Fourteen boys circle up on the couches and stools. They pass a keychain to take turns talking, sharing some recent regrets.

“My biggest regrets are all bad things I said to the teachers,” says a student.

“Failing some of my classes,” says another student.

“My biggest regret is also slacking off,” says one more.

They talk about their goals, and they give compliments.

“Shout out to Abraham because during 6th period he’s been helping students who are getting off track,” one student says.

Who knew 8th grade boys could be so nice to each other? And these are supposed to be the tough kids. Sundblad got this group because they’ve had troubles with academics or behavior.

But in Sundblad’s office, they’ve formed a cocoon of friendship.

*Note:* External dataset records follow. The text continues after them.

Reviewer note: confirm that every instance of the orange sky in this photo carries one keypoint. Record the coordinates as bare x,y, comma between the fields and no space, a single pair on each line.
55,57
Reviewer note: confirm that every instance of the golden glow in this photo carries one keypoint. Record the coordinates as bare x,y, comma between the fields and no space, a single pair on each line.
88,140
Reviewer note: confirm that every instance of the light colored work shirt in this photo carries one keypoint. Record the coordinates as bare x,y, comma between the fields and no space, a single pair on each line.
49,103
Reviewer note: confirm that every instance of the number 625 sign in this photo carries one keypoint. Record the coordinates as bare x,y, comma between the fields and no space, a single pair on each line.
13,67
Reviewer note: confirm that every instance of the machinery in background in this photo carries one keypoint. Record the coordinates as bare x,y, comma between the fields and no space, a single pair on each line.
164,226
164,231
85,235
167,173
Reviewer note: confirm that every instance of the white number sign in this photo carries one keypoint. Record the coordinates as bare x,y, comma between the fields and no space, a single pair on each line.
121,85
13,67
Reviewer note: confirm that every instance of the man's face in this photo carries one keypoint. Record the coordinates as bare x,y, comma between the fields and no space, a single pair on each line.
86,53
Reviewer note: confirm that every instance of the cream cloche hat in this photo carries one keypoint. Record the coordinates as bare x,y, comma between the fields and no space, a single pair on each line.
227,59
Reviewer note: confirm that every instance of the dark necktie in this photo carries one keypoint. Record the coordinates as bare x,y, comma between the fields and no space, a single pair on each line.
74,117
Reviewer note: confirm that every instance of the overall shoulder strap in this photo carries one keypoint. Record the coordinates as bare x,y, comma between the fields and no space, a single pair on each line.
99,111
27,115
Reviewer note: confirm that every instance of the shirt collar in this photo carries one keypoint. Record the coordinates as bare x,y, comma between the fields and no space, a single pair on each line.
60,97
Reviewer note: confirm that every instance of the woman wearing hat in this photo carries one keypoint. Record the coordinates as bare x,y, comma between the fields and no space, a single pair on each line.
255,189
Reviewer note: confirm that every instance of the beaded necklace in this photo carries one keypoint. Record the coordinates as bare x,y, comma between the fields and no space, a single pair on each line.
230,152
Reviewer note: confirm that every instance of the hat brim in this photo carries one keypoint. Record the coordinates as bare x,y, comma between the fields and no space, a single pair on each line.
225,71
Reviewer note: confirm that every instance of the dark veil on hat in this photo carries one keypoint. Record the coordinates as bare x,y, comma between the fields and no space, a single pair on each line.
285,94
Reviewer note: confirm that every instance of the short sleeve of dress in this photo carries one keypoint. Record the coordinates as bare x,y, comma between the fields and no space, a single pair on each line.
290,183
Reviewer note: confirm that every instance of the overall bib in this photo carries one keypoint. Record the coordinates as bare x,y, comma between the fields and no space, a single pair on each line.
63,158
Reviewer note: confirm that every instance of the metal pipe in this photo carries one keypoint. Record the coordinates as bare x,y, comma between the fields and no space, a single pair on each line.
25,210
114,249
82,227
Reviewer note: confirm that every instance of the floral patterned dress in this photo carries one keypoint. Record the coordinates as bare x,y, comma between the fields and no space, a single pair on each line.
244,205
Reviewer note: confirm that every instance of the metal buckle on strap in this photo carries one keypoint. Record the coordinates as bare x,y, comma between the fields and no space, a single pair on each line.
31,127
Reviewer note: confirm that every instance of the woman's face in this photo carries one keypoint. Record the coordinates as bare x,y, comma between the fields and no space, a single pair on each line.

Sundblad closes the Advisory period with a quote: “Remember, you stand where no one else stands. It might be in the work place, on the athletic field or across the dinner table. You may never know the impact of someone who is looking up to you...”

Kyla Lackie, an administrator in the Highline School District, thinks a lot about how the advisor role should work. Every school in the district has its own Advisory program, but Lackie’s job is to develop common strategies.

She says they aim for small groups of 15 to 20 students. And students often stay with the same advisors for two years, so bonds can really form.

It’s also the designated time to talk about college.

“That’s where we really try to think about this as an equity issue,” Lackie says. “We need to make sure all students get this core content around their future planning. We can’t assume they’re getting that somewhere else.”

Back at Chinook Middle School, a lot of eyes are on the advisory program, which was revamped this year. Classes are longer than anywhere else. And they’re trying out special groupings, like new refugees – or the Latino boys in Sundblad’s group.

For his part, Sundblad sees good results.

Like with Abraham Mora, who was getting in fights.

“I used to be bad places, but because of him I switched,” Mora says. “My grades got higher. I’ve been hanging out with right people. He really switched me up.”

Another student, Zeke Pestana Cruz, calls Sundblad his “school dad.” But his teacher isn’t the only one who keeps him on track. It’s the whole group.

“I know that I can’t let a group a guys, like my brothers, I can’t let them down,” Pestana says.

The Highline District is taking a deeper measure of these school connections, thanks to a major federal grant. Early results show there’s a ways to go.